In his 1998 book titled "No Place to Go," Lyons and co-writers Gary Melton and Willis Spaulding dealt with the inability of some offenders to find the treatment they need locally. Instead of getting help within the community, often these juveniles must seek help from residential forms of treatment such as psychiatric hospitals.
"Sometimes it is not because their problems are that serious that they have to be locked up," said Lyons. "It's because there is no place for them to go.

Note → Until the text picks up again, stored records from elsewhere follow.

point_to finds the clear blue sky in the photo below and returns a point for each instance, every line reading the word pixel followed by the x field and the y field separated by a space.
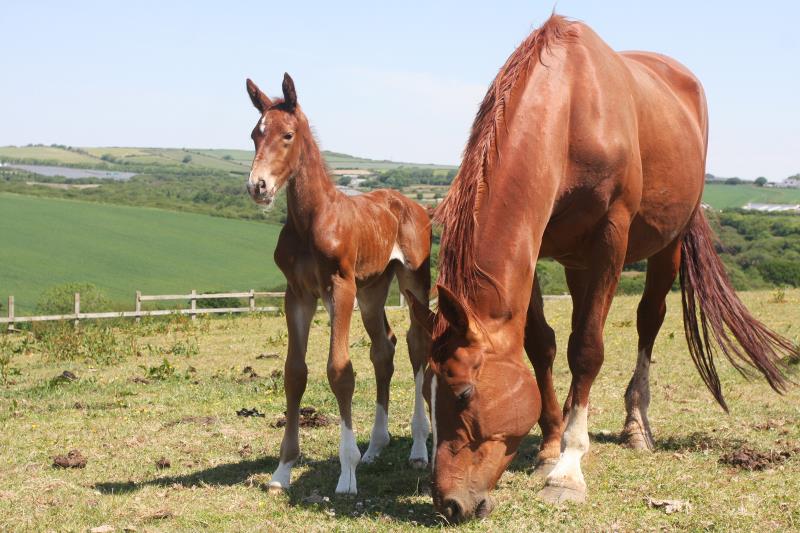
pixel 397 80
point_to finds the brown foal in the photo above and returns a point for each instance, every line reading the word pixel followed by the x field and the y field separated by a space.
pixel 594 158
pixel 339 249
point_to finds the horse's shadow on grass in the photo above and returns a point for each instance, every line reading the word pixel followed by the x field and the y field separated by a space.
pixel 388 487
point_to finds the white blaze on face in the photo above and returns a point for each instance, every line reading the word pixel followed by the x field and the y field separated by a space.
pixel 433 422
pixel 420 427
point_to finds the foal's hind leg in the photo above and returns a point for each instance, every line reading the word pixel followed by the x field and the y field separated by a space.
pixel 661 271
pixel 371 301
pixel 419 343
pixel 339 302
pixel 300 310
pixel 540 345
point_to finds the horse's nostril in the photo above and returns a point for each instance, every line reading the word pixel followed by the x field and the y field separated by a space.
pixel 484 508
pixel 453 511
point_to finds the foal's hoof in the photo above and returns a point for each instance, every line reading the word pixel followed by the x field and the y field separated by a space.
pixel 274 488
pixel 418 464
pixel 544 467
pixel 557 495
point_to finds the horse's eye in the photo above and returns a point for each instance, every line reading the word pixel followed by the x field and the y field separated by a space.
pixel 462 398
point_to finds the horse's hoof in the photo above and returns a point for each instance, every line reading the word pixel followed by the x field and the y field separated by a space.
pixel 418 464
pixel 544 467
pixel 275 487
pixel 557 495
pixel 637 440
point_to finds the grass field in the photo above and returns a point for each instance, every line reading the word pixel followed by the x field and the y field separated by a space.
pixel 730 196
pixel 218 159
pixel 46 242
pixel 220 463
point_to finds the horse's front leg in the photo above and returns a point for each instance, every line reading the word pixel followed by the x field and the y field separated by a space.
pixel 339 301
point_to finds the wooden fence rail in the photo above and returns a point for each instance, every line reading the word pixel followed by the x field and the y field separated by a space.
pixel 76 316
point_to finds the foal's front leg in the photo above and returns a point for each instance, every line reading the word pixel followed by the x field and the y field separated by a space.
pixel 300 308
pixel 339 302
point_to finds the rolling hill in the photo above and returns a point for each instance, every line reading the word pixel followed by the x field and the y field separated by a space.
pixel 48 242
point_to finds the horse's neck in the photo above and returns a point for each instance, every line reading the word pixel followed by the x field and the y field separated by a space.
pixel 310 190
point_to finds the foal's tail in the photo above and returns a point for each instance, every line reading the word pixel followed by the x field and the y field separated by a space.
pixel 712 309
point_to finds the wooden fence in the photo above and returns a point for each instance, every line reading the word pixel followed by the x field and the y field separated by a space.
pixel 76 316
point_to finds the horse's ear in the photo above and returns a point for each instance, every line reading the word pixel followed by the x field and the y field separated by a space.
pixel 420 313
pixel 259 99
pixel 289 94
pixel 453 310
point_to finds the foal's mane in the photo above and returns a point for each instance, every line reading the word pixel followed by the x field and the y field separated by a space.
pixel 458 270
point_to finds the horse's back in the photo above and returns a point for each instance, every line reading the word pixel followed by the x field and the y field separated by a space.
pixel 672 135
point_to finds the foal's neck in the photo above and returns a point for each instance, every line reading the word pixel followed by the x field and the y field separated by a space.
pixel 310 189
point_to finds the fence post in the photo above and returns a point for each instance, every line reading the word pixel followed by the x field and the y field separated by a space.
pixel 77 308
pixel 11 313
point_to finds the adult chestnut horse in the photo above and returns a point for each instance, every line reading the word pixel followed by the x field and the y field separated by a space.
pixel 339 248
pixel 597 159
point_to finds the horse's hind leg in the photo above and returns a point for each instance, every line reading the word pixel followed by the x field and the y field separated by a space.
pixel 300 310
pixel 540 345
pixel 371 301
pixel 661 271
pixel 419 343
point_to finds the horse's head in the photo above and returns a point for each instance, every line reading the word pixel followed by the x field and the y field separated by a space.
pixel 483 401
pixel 276 140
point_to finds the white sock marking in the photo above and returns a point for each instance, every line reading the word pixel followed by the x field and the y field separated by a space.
pixel 380 435
pixel 433 422
pixel 349 456
pixel 281 478
pixel 420 427
pixel 574 444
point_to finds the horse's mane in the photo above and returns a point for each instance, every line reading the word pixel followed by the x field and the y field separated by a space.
pixel 458 270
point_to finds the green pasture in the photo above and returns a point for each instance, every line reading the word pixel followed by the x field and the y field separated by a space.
pixel 46 242
pixel 168 392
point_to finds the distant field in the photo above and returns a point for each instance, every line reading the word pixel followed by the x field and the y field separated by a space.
pixel 219 159
pixel 729 196
pixel 47 242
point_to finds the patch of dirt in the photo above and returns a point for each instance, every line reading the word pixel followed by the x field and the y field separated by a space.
pixel 309 418
pixel 161 514
pixel 245 412
pixel 669 506
pixel 750 459
pixel 73 459
pixel 65 377
pixel 200 420
pixel 770 424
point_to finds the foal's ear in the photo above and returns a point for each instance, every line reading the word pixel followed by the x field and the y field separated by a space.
pixel 420 313
pixel 454 311
pixel 259 99
pixel 289 94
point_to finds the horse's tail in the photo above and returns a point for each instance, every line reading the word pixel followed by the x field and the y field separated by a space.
pixel 712 309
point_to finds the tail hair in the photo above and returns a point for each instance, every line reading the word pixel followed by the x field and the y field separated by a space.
pixel 711 309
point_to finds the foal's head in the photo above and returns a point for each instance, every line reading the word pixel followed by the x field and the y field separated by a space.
pixel 483 401
pixel 277 138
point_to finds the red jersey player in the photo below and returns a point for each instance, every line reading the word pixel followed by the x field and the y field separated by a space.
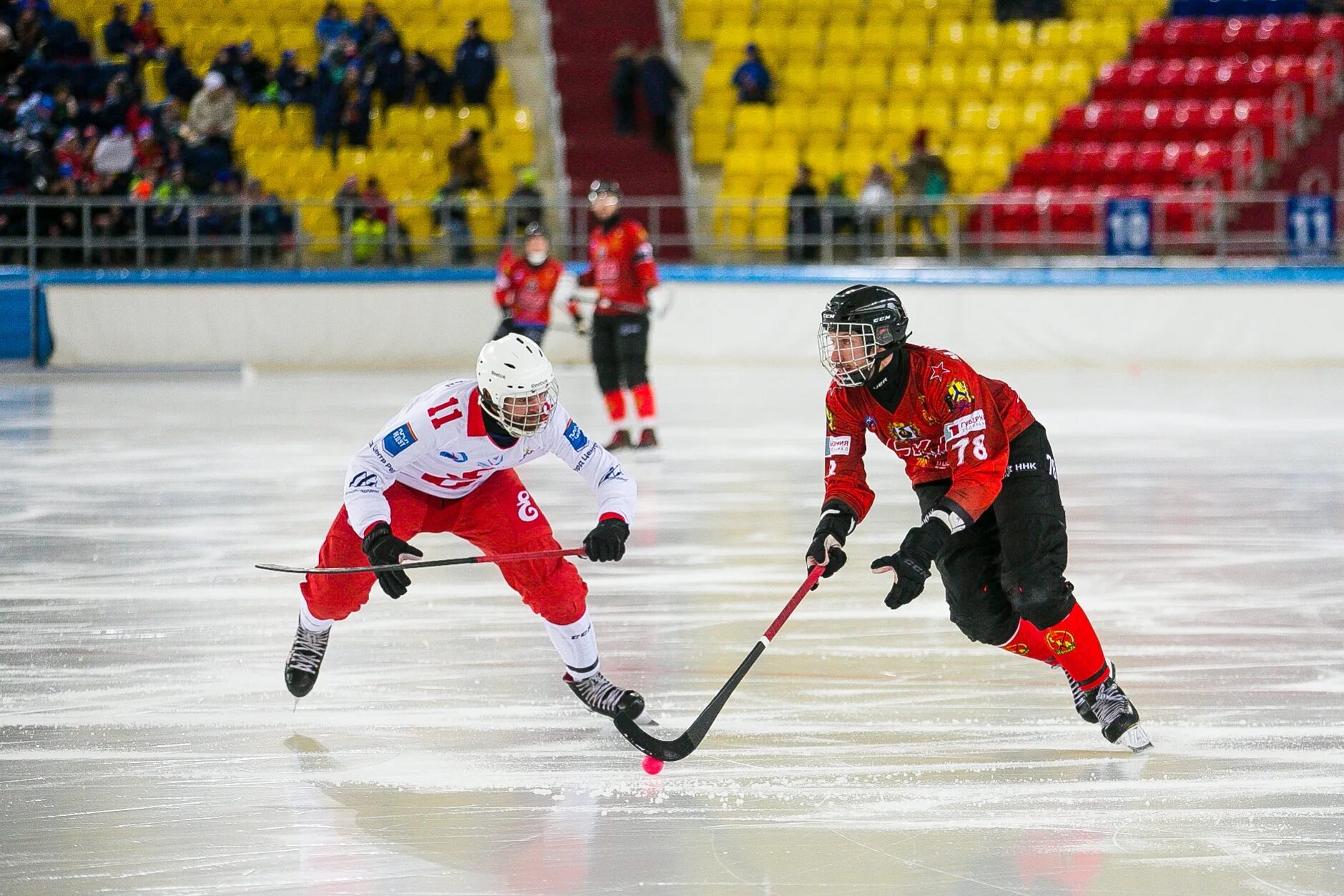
pixel 622 272
pixel 524 287
pixel 984 473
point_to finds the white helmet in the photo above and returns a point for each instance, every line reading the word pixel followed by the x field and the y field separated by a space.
pixel 518 385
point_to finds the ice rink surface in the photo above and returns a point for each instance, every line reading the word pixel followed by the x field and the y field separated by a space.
pixel 148 744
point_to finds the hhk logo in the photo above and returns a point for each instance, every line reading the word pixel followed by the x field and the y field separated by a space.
pixel 1061 642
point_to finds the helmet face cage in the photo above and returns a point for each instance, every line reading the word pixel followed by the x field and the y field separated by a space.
pixel 526 413
pixel 848 351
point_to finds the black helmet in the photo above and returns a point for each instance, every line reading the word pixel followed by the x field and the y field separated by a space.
pixel 859 325
pixel 604 187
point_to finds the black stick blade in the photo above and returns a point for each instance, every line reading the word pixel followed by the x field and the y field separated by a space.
pixel 651 746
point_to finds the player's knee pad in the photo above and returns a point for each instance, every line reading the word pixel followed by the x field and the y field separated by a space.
pixel 1044 604
pixel 983 617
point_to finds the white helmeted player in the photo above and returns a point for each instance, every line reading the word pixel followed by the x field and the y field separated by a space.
pixel 445 464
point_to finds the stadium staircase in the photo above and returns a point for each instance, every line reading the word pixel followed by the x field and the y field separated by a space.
pixel 585 35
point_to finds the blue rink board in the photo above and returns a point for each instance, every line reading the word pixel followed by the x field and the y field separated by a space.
pixel 750 275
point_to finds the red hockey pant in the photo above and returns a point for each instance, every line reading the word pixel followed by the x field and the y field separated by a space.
pixel 498 518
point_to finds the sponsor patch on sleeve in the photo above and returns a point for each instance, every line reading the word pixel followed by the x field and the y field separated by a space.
pixel 574 435
pixel 964 426
pixel 400 440
pixel 838 445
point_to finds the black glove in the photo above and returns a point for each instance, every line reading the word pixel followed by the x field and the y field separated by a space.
pixel 827 541
pixel 382 547
pixel 607 541
pixel 913 561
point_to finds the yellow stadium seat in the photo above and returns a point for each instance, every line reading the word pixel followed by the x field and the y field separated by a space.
pixel 867 122
pixel 823 159
pixel 871 81
pixel 1014 77
pixel 943 79
pixel 1003 117
pixel 902 117
pixel 983 39
pixel 825 122
pixel 949 35
pixel 909 78
pixel 1016 38
pixel 1113 36
pixel 1051 39
pixel 978 79
pixel 911 39
pixel 972 114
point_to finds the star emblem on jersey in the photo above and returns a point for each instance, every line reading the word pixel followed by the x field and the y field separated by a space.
pixel 957 397
pixel 902 431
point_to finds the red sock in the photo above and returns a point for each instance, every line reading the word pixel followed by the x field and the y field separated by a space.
pixel 1027 641
pixel 616 406
pixel 643 400
pixel 1077 649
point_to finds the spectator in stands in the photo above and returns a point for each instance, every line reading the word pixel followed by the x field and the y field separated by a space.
pixel 466 164
pixel 210 131
pixel 371 21
pixel 523 206
pixel 839 209
pixel 253 73
pixel 752 78
pixel 662 84
pixel 804 220
pixel 147 30
pixel 423 70
pixel 877 202
pixel 114 157
pixel 179 79
pixel 331 27
pixel 926 183
pixel 475 65
pixel 117 35
pixel 10 54
pixel 289 84
pixel 625 82
pixel 347 203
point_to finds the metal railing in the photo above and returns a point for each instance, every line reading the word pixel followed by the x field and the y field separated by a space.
pixel 44 232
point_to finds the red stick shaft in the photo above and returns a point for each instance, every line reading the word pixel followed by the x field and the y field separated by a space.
pixel 793 602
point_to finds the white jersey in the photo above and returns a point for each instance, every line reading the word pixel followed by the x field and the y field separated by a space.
pixel 438 445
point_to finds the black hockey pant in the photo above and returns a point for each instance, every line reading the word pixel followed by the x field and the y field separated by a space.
pixel 1010 564
pixel 622 351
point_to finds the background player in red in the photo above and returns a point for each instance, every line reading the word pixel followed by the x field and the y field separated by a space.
pixel 445 464
pixel 622 272
pixel 526 287
pixel 984 473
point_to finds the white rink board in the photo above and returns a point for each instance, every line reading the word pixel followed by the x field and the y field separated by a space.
pixel 403 325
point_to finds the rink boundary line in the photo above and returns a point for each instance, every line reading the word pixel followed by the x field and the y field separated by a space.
pixel 740 275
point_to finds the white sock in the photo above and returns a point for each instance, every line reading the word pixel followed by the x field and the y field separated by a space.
pixel 577 645
pixel 312 622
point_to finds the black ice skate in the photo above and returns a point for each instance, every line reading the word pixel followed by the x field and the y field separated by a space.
pixel 605 699
pixel 305 660
pixel 1117 717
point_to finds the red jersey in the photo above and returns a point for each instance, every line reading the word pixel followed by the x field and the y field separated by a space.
pixel 527 290
pixel 622 267
pixel 951 422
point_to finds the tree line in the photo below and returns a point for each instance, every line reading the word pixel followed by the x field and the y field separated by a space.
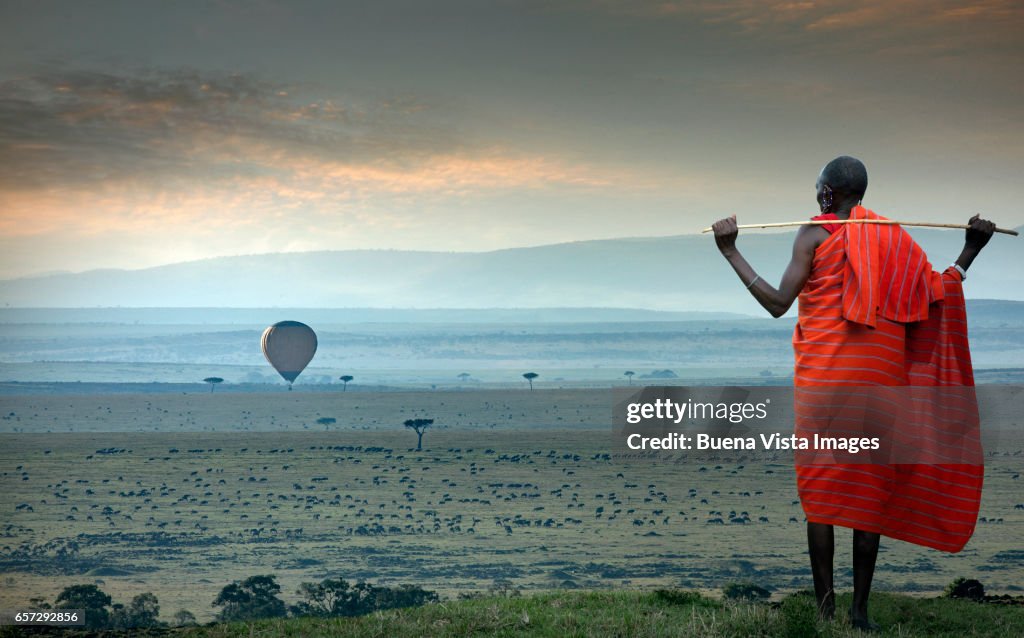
pixel 250 599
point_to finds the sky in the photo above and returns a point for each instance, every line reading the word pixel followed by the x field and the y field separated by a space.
pixel 134 134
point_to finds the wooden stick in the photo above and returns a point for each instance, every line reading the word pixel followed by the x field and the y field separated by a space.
pixel 820 222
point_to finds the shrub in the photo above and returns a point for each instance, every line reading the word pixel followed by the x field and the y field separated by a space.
pixel 256 597
pixel 966 588
pixel 744 591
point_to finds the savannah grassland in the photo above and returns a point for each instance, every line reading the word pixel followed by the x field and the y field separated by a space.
pixel 179 494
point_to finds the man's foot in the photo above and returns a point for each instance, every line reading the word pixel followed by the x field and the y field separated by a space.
pixel 859 621
pixel 826 607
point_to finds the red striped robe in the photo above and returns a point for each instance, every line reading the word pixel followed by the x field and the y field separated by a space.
pixel 875 313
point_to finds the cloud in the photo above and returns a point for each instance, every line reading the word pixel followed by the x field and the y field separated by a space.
pixel 93 153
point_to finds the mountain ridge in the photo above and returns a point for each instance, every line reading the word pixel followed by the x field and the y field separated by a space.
pixel 674 273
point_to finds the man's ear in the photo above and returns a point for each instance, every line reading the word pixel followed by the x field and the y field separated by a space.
pixel 826 198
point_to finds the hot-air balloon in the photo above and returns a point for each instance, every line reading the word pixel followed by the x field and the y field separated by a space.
pixel 289 346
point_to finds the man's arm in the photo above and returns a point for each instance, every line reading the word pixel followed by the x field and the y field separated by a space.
pixel 776 301
pixel 978 232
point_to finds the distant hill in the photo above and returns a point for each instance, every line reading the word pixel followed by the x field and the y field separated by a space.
pixel 678 273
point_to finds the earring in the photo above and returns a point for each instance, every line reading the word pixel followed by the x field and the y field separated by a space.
pixel 826 199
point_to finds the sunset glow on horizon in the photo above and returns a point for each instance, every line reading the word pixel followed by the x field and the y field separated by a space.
pixel 139 135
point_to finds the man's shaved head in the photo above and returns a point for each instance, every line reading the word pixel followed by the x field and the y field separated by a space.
pixel 846 175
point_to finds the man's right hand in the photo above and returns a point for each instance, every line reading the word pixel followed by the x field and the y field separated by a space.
pixel 725 234
pixel 978 232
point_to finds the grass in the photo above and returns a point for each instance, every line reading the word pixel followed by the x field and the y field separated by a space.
pixel 532 500
pixel 643 613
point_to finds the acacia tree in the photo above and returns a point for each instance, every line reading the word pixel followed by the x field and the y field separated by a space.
pixel 419 426
pixel 256 597
pixel 89 598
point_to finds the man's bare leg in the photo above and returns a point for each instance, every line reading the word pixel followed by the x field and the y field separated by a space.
pixel 865 551
pixel 821 544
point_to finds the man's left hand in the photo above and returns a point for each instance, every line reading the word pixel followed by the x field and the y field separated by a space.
pixel 978 232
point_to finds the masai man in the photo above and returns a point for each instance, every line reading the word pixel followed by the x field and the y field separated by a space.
pixel 871 311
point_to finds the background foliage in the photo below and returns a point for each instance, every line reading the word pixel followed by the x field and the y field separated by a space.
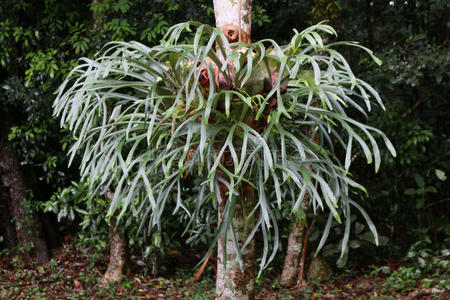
pixel 408 198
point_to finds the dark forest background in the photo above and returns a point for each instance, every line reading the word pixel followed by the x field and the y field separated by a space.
pixel 43 203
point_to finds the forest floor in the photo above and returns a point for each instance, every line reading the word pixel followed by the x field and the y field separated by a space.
pixel 74 274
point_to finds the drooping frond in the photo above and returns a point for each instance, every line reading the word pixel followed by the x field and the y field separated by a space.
pixel 144 118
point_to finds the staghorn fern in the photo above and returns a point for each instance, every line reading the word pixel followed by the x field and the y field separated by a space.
pixel 146 117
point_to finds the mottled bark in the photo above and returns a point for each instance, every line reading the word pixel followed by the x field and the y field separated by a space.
pixel 233 17
pixel 119 263
pixel 28 226
pixel 232 282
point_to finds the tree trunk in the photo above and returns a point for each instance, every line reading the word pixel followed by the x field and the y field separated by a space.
pixel 293 253
pixel 6 225
pixel 119 262
pixel 28 227
pixel 234 20
pixel 232 282
pixel 291 266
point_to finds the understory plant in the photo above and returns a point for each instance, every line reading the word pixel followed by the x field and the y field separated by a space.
pixel 235 116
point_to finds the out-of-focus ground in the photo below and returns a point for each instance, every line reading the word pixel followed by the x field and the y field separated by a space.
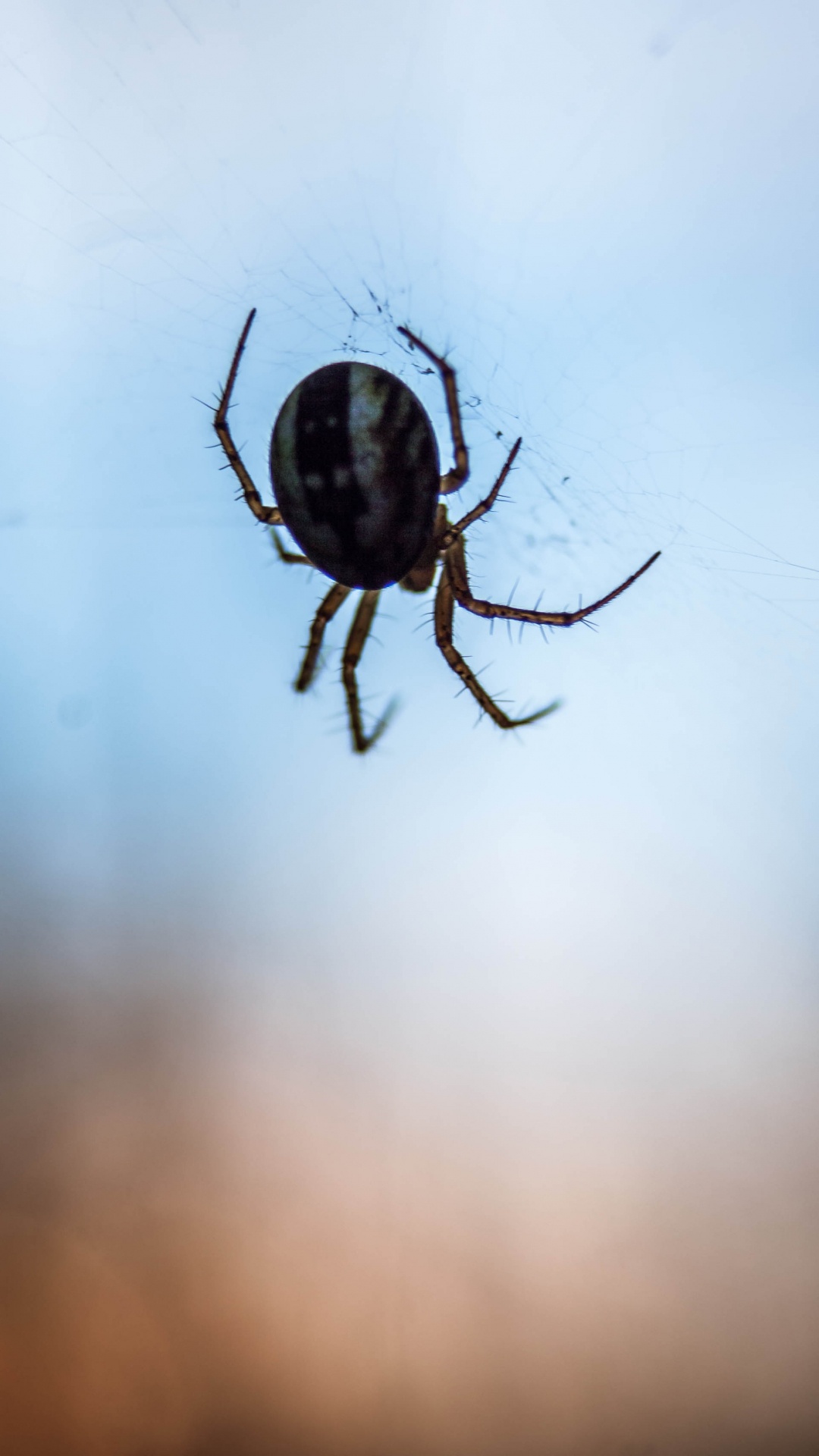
pixel 215 1241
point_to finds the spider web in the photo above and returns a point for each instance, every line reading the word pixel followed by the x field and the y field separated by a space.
pixel 133 226
pixel 500 999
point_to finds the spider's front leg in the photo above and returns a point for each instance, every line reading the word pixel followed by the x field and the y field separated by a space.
pixel 270 514
pixel 354 645
pixel 453 479
pixel 445 610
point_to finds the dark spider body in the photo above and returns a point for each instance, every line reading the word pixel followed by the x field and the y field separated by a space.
pixel 354 469
pixel 356 475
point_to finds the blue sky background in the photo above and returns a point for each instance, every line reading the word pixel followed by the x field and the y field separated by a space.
pixel 545 996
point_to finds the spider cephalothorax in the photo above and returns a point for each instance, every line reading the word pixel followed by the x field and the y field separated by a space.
pixel 356 476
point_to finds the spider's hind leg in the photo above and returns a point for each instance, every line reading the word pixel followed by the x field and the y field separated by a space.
pixel 290 558
pixel 445 610
pixel 353 648
pixel 325 613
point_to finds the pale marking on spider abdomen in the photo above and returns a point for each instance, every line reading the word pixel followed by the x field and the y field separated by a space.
pixel 356 473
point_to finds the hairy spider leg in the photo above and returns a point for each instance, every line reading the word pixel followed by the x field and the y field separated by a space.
pixel 457 566
pixel 325 613
pixel 453 479
pixel 353 648
pixel 292 558
pixel 445 610
pixel 270 514
pixel 457 529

"Some of these people in this field talk about a continuum of care. What they mean by that is at one end of the continuum, you've got a youth who needs to talk to a counselor an hour a week. At the other end, you have an offender who needs to be locked up 24 hours a day, seven days a week in a secure facility. Most youths fall way in the middle. The problem is we don't have all of those services developed in the middle."
Based on the testimony from Lyons and others, the Jurisprudence Committee will prepare a report, and with more research, will make a recommendation to the legislature on the changes that need to be made in the Progressive Sanctions Guidelines.
Lyons said he hopes the recommendations will involve treating the guidelines as just that instead of a list of rules.
"Those recommendations are largely going to involve around getting people to take them as guidelines and tell them, 'don't be rigid in your application of things but understand that this is just a guideline and a starting point and you should feel free to make deviations as long as its for appropriate reasons'," he said.
"We talk about discrimination as it's a bad thing. In this area discrimination is not necessarily a bad thing. We shouldn't take speeders and put them to death. We shouldn't discriminate based on inappropriate criteria, but we should discriminate based on severity of their crimes and perhaps on the basis of their treatment and rehabilitation needs."